Söylem ve eylemleri ile insan kimliğini, kişiliğini aşikar eder. İş ile lafın birbirini desteklemesi, bütünlük içinde olması, karakterli bir kimlik katar insana. Bukalemun gibi bir o renk bir bu renk ile bezenen, birinin yanında başka hal ve söz ile diğerinin yanında daha başka durum ile yer alan kimseler geçici bir menfaat içinde olsalar da kaybeden taraftadırlar.
Hangi meslek veya makamda olunursa olunsun her birimize görev ve sorumluluklarımızı en güzel şekilde yerine getirmemiz gerekir. Yaptığımız işi en çok bizim beğenmemizin lazım geldiğini düşünüyorum. Dönüp baktığımızda “Evet çok güzel olmuş.” diyebiliyorsak ne mutlu.
Burada kilit bir husus var ki güncel lisanda “empati” dense de Peygamber Efendimiz lisanında “Sizden biriniz kendisi için sevdiğini kardeşi için de sevmedikçe (mükemmel) iman etmiş olamaz.” şeklinde ifadesini bulmuş bu cümle neyi nasıl yapmamızı çok güzel söylemektedir. Toplumda herhangi bir yeri işgal etmiş olan bazı kimseleri görmekteyiz ki alçak dağları kendisi yaratmış edasında dolanmaktadır. Az bir yetki ile burnu kaf dağına çıkmış kişiler görürüz. Yapacağı az bir şeydir ama çok uğraştırmak isterler. Az şey yapıp çok şey yapmışçasına konuşurlar. Yaptıkları bir şeyi on yerde konuşup on şey yapmış izlenimi verirler. Bazılarını da görürsünüz işine odaklanmış, insanlara hizmet etme çabasındadırlar. İşini ibadet gibi görür, canla başla yapmaya gayret eder. Olmazları oldurmak için türlü etkinlikler yapar.
Bir zamanlar işi yapmak yerine reklam yapmayı öne çıkarmışlardı. Reklam her şeydi. Nasıl olduğunun önemi yok, yeter ki reklamımız olsundu. Siyaset kulvarında geçerliliği olabilir bu durumun ama gerçekte yeri olmadığı kanaatindeyim. Reklamın süreğenliği yoktur. Göz boyama ebedi olamaz. Sürekli aldatılmaz insan.

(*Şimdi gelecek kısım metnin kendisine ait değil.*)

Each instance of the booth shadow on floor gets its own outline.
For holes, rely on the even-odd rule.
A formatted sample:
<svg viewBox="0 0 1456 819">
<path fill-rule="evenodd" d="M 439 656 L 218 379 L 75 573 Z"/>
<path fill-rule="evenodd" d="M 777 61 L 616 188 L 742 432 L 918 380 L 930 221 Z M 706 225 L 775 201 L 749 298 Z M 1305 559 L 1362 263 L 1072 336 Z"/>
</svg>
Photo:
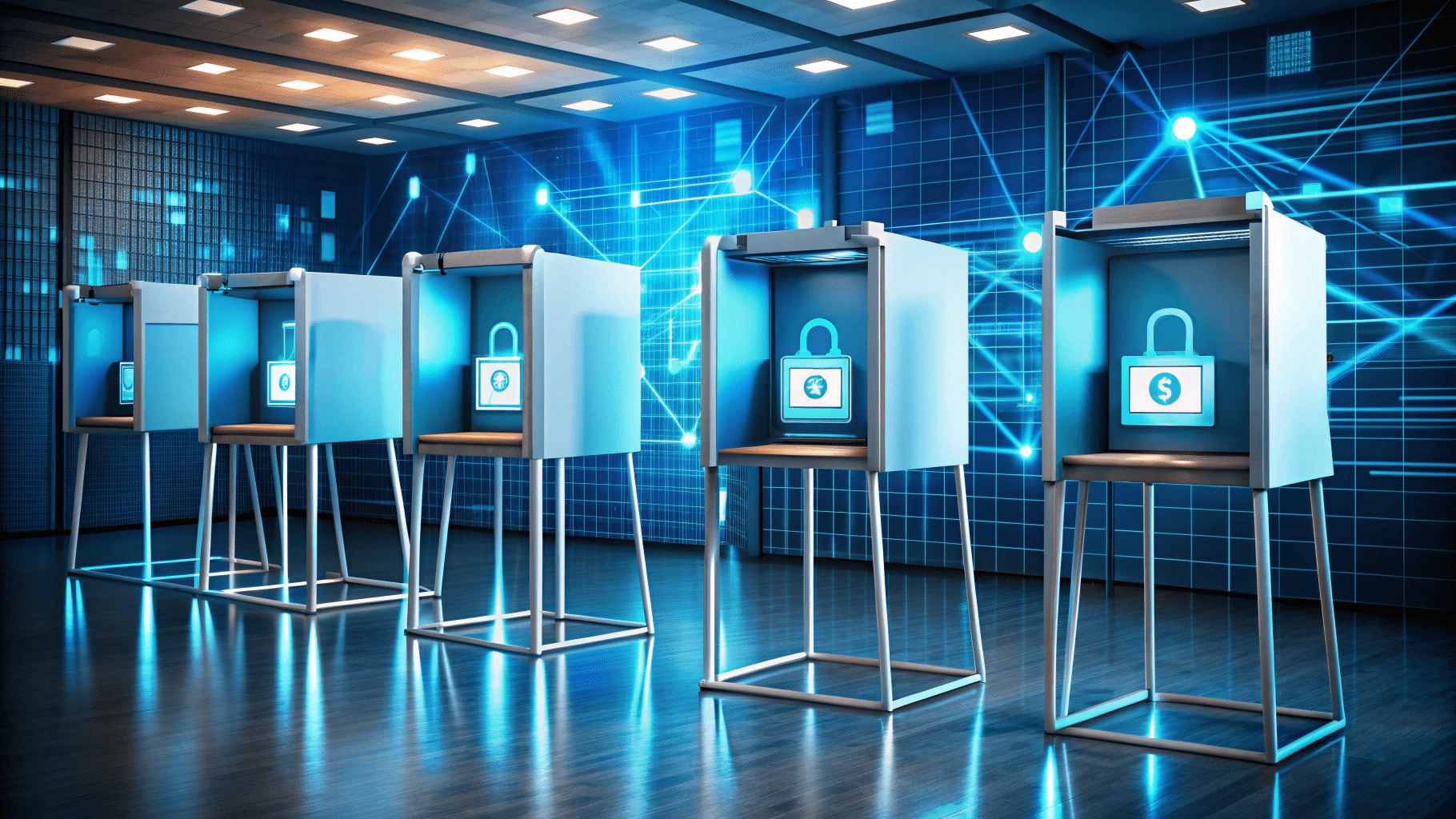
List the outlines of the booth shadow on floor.
<svg viewBox="0 0 1456 819">
<path fill-rule="evenodd" d="M 393 522 L 345 530 L 351 564 L 400 575 Z M 153 538 L 157 559 L 194 548 L 191 527 Z M 291 538 L 301 543 L 301 521 Z M 326 527 L 320 538 L 320 572 L 333 570 Z M 240 551 L 252 548 L 250 525 L 239 540 Z M 432 564 L 428 528 L 424 543 Z M 84 535 L 80 547 L 92 562 L 121 563 L 138 554 L 140 534 Z M 440 605 L 450 618 L 524 605 L 524 535 L 508 534 L 499 570 L 488 531 L 457 530 L 448 559 Z M 700 692 L 699 547 L 648 547 L 655 637 L 542 659 L 406 637 L 402 602 L 306 617 L 67 579 L 58 538 L 9 541 L 0 560 L 7 816 L 1420 818 L 1456 809 L 1449 624 L 1340 611 L 1350 727 L 1267 767 L 1045 736 L 1040 578 L 978 576 L 986 685 L 874 714 Z M 546 560 L 550 578 L 549 550 Z M 818 572 L 820 646 L 874 656 L 869 566 L 824 560 Z M 630 541 L 571 538 L 568 573 L 574 611 L 641 615 Z M 891 566 L 887 580 L 891 656 L 971 662 L 960 570 Z M 722 662 L 796 650 L 798 559 L 725 560 L 722 583 L 731 592 Z M 1140 679 L 1140 594 L 1086 595 L 1076 668 L 1086 703 Z M 1258 700 L 1252 599 L 1159 591 L 1158 607 L 1168 690 Z M 1281 704 L 1326 708 L 1318 608 L 1280 604 L 1275 617 Z M 916 676 L 897 674 L 895 684 L 933 684 Z M 878 691 L 874 668 L 801 665 L 763 679 Z M 1259 748 L 1258 714 L 1206 711 L 1140 706 L 1099 724 Z M 1305 730 L 1299 723 L 1281 719 L 1280 730 Z"/>
</svg>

Hizmet sunarken kendimize nasıl yapılmasını istiyorsak o şekilde sunduğumuzda kusursuza yakın davranacağımızdan emin olabilirsiniz. Eşimize, annemize, babamıza, çocuklarımıza… nasıl davranılmasını istiyorsak bizden hizmet bekleyenlere de o şekilde davranışta bulunmalıyız.
Bazı zamanlarda insan kendisinin olduğundan çok daha fazlası olduğunu söylemek, göstermek ister. Sözüne gizem katmak, bir yerlerden güç aldığını ima etmek, makamının arka fonuna etki ve yetki sahipleri ile çekildiği fotoğrafları koymak… Yetersiz bir karakterin dışa vurumu gibi gelir bana. Neysen osundur.
Ziya Paşa’nın da dediği gibi sözlerimizden çok yapıp ettiklerimiz, işimiz bizim kim olduğumuzu gösterir:
Ayinesi iştir kişinin lafa bakılmaz.
Şahsın görünür rütbe-i aklı eserinde.
(İnsanın aynası işidir, lâfa bakılmaz; bir kişinin aklının seviyesi, yaptığı işte görünür.)
Özü ile sözü, söylemi ile eylemi bir olan, yaptığını öncelikle kendisi beğenen ve insanlara hizmet etmeyi ibadet aşkı ile yapanlardan olma dileklerimle.